Introduction
In the first two articles of this series, we covered both introductory and advanced Git features. Now, let’s dive into Git’s collaboration and automation tools. These features are particularly useful in team environments or when managing large repositories. We’ll explore Git Hooks, Submodules, Reflog, and other advanced workflows.
TL;DR
You can find a shorter cheat sheet version of this article here.
Table of contents
Open Table of contents
Git Hooks
Git hooks allow you to automate tasks when certain events happen in a repository. Some examples: before or after a commit, push, or merge. Hooks are simple shell scripts, located in the .git/hooks
directory of your project. You can use hooks to enforce coding standards, run tests, or trigger external services.
Example: Pre-commit Hook
Imagine you want to check for files larger than 1MB and prevent them from going into the commit. This is useful in projects where large files can bloat the repository:
#!/bin/sh
# .git/hooks/pre-commit
# Prevent committing files larger than 1MB
max_size=1000000 # 1MB in bytes
echo "Checking for large files..."
for file in $(git diff --cached --name-only); do
if [ -f "$file" ]; then
file_size=$(wc -c <"$file")
if [ "$file_size" -ge "$max_size" ]; then
echo "$file is too large ($file_size bytes). Maximum allowed size is 1MB."
exit 1
fi
fi
done
Make sure to make the hook executable:
chmod +x .git/hooks/pre-commit
This script will automatically check file sizes every time you commit.
Example: Commit message
You can also run a commit-msg hook to ensure commit message format (for example length):
#!/bin/sh
# .git/hooks/commit-msg
# Enforce a commit message length of 10 characters or more
min_length=10
commit_message=$(cat "$1")
if [ ${#commit_message} -lt $min_length ]; then
echo "Error: Commit message is too short."
exit 1
fi
Submodules
Git submodules allow you to include external repositories inside your project. This is useful for managing dependencies or shared libraries that should be developed separately but still included in your main project.

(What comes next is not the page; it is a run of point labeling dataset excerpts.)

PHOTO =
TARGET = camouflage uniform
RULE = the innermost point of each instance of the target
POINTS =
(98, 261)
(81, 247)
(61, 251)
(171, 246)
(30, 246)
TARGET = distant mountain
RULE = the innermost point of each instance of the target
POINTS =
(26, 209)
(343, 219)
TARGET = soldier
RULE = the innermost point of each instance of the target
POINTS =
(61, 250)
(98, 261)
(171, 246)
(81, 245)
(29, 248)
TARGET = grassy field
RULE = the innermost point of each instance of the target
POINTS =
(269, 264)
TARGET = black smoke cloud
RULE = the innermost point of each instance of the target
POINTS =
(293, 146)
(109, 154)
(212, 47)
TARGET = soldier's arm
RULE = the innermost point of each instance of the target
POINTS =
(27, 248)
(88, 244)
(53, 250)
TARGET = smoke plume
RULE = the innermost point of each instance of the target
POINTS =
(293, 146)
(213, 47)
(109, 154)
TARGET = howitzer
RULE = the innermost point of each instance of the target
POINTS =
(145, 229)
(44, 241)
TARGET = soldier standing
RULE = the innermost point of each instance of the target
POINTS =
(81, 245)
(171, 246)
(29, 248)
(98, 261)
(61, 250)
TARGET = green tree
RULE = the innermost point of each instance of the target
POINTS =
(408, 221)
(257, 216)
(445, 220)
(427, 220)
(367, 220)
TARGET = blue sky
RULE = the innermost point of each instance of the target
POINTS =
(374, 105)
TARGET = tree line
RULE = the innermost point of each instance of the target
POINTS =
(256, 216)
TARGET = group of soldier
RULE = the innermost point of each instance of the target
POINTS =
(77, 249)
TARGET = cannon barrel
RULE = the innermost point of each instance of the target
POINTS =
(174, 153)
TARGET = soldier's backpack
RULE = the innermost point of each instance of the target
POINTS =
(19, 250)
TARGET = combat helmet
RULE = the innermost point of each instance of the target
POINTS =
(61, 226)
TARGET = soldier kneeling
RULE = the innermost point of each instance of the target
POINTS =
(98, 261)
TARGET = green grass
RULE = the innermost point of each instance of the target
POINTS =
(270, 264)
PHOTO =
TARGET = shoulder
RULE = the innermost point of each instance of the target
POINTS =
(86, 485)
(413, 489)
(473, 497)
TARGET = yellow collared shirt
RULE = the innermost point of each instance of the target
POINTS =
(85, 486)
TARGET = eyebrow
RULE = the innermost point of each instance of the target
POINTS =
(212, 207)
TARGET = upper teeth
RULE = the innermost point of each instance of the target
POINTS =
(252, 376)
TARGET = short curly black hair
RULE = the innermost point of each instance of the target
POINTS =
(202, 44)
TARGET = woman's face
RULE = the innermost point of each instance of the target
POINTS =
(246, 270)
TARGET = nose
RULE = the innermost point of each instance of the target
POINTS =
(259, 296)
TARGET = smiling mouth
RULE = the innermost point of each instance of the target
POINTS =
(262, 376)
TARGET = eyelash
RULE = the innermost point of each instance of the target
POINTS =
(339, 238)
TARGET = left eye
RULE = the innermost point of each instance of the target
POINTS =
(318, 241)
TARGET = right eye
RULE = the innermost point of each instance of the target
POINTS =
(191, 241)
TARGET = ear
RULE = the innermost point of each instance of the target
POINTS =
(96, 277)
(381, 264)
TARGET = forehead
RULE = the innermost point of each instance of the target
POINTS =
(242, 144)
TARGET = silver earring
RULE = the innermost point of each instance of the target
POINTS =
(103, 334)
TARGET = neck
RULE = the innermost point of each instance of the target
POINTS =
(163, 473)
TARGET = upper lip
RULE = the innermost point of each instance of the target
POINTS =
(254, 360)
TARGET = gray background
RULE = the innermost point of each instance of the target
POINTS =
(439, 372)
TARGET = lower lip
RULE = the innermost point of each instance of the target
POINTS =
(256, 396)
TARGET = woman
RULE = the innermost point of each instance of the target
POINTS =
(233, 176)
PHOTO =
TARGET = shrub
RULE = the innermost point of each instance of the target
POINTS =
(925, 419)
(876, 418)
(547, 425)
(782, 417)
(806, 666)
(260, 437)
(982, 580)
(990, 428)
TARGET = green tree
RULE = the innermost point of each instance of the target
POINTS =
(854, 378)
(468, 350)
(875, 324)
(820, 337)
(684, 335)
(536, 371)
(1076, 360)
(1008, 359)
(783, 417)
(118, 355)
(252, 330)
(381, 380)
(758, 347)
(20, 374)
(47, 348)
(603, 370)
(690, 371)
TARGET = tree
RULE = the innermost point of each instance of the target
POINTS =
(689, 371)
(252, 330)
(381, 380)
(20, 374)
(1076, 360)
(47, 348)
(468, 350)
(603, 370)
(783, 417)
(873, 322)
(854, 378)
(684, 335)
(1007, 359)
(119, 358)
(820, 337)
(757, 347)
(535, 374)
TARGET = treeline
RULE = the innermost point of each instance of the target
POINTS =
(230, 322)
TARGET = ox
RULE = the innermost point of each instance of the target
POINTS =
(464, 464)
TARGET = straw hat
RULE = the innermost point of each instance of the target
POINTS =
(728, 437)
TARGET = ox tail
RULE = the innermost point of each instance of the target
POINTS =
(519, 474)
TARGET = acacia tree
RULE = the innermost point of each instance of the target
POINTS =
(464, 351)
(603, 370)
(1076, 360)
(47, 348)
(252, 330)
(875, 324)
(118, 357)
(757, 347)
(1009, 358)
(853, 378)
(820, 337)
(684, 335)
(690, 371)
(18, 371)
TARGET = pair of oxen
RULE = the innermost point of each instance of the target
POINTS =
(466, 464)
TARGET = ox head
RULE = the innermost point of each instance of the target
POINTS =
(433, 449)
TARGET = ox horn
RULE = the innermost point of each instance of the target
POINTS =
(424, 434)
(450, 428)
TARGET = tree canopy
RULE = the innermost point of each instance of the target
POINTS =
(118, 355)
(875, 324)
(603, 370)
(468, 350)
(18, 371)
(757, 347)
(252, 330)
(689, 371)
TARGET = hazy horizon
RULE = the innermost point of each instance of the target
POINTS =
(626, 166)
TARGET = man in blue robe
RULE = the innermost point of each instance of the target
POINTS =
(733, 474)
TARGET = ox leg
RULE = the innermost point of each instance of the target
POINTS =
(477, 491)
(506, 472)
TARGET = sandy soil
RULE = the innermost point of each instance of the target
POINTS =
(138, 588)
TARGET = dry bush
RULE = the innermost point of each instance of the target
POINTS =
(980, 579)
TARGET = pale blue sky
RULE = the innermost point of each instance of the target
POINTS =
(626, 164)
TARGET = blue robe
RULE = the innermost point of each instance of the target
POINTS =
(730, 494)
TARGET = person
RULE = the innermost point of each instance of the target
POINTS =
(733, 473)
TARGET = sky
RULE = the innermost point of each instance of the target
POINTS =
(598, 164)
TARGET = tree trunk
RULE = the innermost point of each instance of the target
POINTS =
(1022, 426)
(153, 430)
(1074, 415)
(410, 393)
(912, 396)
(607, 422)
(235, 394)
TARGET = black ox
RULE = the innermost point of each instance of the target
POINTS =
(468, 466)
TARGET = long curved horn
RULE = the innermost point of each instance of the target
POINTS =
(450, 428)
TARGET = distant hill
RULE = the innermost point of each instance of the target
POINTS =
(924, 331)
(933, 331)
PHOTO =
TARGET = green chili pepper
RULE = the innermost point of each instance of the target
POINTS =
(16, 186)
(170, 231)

Example: Adding a Submodule
You can add a submodule to your project like this:
git submodule add https://github.com/example/library.git path/to/submodule
This command creates a folder at path/to/submodule
where the external repository will be checked out. The state of the submodule is tracked, but changes to the submodule’s repository must be committed separately.
To update a submodule, run:
git submodule update --remote
Reflog
Sometimes you might accidentally reset a branch or lose a commit, and Git’s reflog can help recover those lost changes. The reflog tracks every change made to the HEAD of the repository, making it easier to find old commits.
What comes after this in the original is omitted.